June 2026
Whenever I wander the streets of Paris, I come across things that just don’t have a place in a given post. So here are many of those sites from this trip.
29 Avenue Rapp
Years ago, my late husband and I came to Paris to view and photograph as many Art Deco buildings as we could. Whenever I pass one we had shared, it brings me joy. However, this is one amazing one we missed.

The Lavirotte Building, in the 7th arrondissement, was designed by the architect Jules Lavirotte and built between 1899 and 1901.

The facade is lavishly decorated with sculpture and ceramic tiles made by the ceramics manufacturer Alexandre Bigot.

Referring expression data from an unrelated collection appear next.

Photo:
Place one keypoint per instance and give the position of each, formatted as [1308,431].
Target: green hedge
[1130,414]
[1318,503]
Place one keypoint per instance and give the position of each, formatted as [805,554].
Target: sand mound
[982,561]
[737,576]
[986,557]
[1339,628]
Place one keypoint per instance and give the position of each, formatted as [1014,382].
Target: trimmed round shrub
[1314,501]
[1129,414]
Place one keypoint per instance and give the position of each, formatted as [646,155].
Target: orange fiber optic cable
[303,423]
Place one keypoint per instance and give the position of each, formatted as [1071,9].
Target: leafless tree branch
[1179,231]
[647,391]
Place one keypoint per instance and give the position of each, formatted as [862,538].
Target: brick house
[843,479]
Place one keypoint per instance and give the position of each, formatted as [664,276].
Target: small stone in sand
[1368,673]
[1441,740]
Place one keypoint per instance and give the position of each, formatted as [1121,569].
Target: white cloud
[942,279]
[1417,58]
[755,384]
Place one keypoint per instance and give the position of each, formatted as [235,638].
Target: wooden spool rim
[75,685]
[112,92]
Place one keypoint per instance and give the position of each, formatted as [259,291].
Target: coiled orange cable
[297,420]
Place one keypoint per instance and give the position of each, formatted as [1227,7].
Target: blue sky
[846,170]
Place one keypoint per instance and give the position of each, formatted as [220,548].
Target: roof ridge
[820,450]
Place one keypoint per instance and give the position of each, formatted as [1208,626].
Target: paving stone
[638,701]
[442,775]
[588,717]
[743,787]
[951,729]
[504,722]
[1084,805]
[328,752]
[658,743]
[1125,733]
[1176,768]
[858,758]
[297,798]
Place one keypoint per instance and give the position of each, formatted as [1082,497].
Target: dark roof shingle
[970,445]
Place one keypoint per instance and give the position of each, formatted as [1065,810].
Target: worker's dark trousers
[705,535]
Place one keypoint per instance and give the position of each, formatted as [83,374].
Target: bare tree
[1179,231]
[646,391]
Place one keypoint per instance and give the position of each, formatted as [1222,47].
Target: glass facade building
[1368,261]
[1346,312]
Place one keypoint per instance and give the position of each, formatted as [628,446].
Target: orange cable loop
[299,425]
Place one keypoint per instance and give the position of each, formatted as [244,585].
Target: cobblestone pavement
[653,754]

Lavirotte was awarded the prize for the most original new facade in the 7th arrondissement in 1901.
The competition was created to encourage Paris architects to break away from the apartment-building model established by Georges-Eugène Haussmann during the reign of Napoléon III, which critics at the time found monotonous and that people today cherish.

Someone is watching
Enjoying a fabulous oyster dinner at Au Rocher Cancale one evening, I looked out and saw someone staring at me.
Le Centaure

I have passed this guy before, and very probably photographed him, but this time I decided to find out about him.
Completed in 1985, the modern piece of art is a tribute to Pablo Picasso. What is not known by many is that in its breastplate is a miniature reproduction of the Statue of Liberty. There are many Statues of Liberty throughout France, and it always gives me a kick to find one, no matter how well hidden.
Le Centaure was commissioned as part of a project initiated in the 1970s by Jack Lang, then Minister of Culture, to pay tribute to Pablo Picasso, who died in 1973.

Caryatids and Atlas
I have a passion for Caryatids (female) and Atlas (male).

Caryatids of Actaeon and Diana, the Huntress
I had to go searching for these in the 17th. The sculptures, created in 1987 by artist Philippe Rebuffet and inspired by the name of the street (“Passage du Petit-Cerf,” or “Passage of the Little Stag”)


They represent a classic passage from Book III of Ovid’s Metamorphoses, in which Actaeon, transformed into a stag, while Diana is at her bath. According to legend, Actaeon, a young hunter, ventures into the woods with his pack of hounds. Unknowingly, he stumbles upon the goddess Diana (Artemis), patron of the hunt and chastity, as she bathes. Outraged by being seen nude, she splashes him with water and transforms him into a stag. Moments later, his own dogs—no longer recognizing their master—tear him apart.